Critique : Elle - Par Anne Diatkine - Le film, chargé politiquement, l’est aussi émotionnellement

Note de la Presse : 3.2/5
Note des spectateurs : 3.7/5

Synopsis :
Argentine 1979. Juan, 12 ans, et sa famille reviennent à Buenos Aires sous une fausse identité après des années d’exil. Les parents de Juan et son oncle Beto sont membres de l’organisation Montoneros, en lutte contre la junte militaire au pouvoir qui les traque sans relâche. Pour tous ses amis à l’école et pour Maria dont il est amoureux, Juan se prénomme Ernesto. Il ne doit pas l’oublier, le moindre écart peut être fatal à toute sa famille. C’est une histoire de clandestinité, de militantisme et d’amour. L’histoire d’une enfance clandestine

-  "L’esprit de 45" (The Spirit of 45) Réalisé par :Ken Loach - Documentaire- Durée : 1h34min - Pays de production : Grande-Bretagne - Année de production : 2013

Critique : Premiere - Isabelle Danel (3/4) - Ken Loach est résolument de gauche. La plupart du temps, ses documentaires (Which Side Are You On ?, 1985, sur la grève des mineurs) comme ses fictions (It’s a Free World !, 2007, sur l’exploitation des sans-papiers) exposent, analysent et dénoncent des faits de société.

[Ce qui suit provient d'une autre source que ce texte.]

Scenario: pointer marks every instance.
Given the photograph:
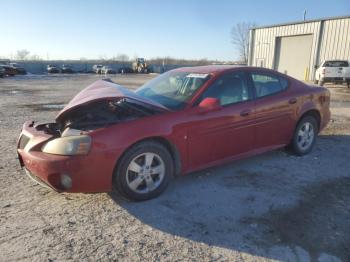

Ici, il revient sur la politique de nationalisations mise en place par le gouvernement travailliste du Premier ministre Clement Attlee, qui fut au pouvoir de 1945 à 1951. Pour réveiller ses contemporains, rappelant aux oublieux et apprenant aux plus jeunes que le socialisme eut cours en Grande-Bretagne, il y met une énergie univoque et un peu de mauvaise foi (une trentaine d’années sont éludées pour pointer la seule responsabilité de Margaret Thatcher dans le déclin du pays). Mais Loach, cinéaste avant toute chose, exhume aussi des images d’actualités d’une beauté et d’une qualité inouïes. Et enregistre pour toujours les visages et les voix uniques de mineurs, de dockers ou d’infirmières de 80 printemps appelés à disparaître.

Note Presse : 3.7/5
Note du public : 3.0/5

Synopsis : L’année 1945 a marqué un tournant dans l’histoire de la Grande-Bretagne. L’unité de son peuple pendant les combats de 1939-1945, et le souvenir douloureux de l’entre-deux-guerres ont conduit à l’émergence d’un nouvel idéal social. La fraternité est ainsi devenue le mot d’ordre de cette époque. Pour former la trame narrative éminemment sociopolitique de son film, le réalisateur Ken Loach a eu recours à des séquences vidéo provenant d’archives régionales et nationales britanniques, à des enregistrements sonores et à des témoignages contemporains. L’esprit de 45 entend mettre en lumière et rendre hommage à un moment clé de l’histoire du Royaume-Uni, marqué par un sentiment de solidarité sans précédent dont l’impact a été significatif pendant de nombreuses années, et qui risque pourtant d’être redécouvert aujourd’hui.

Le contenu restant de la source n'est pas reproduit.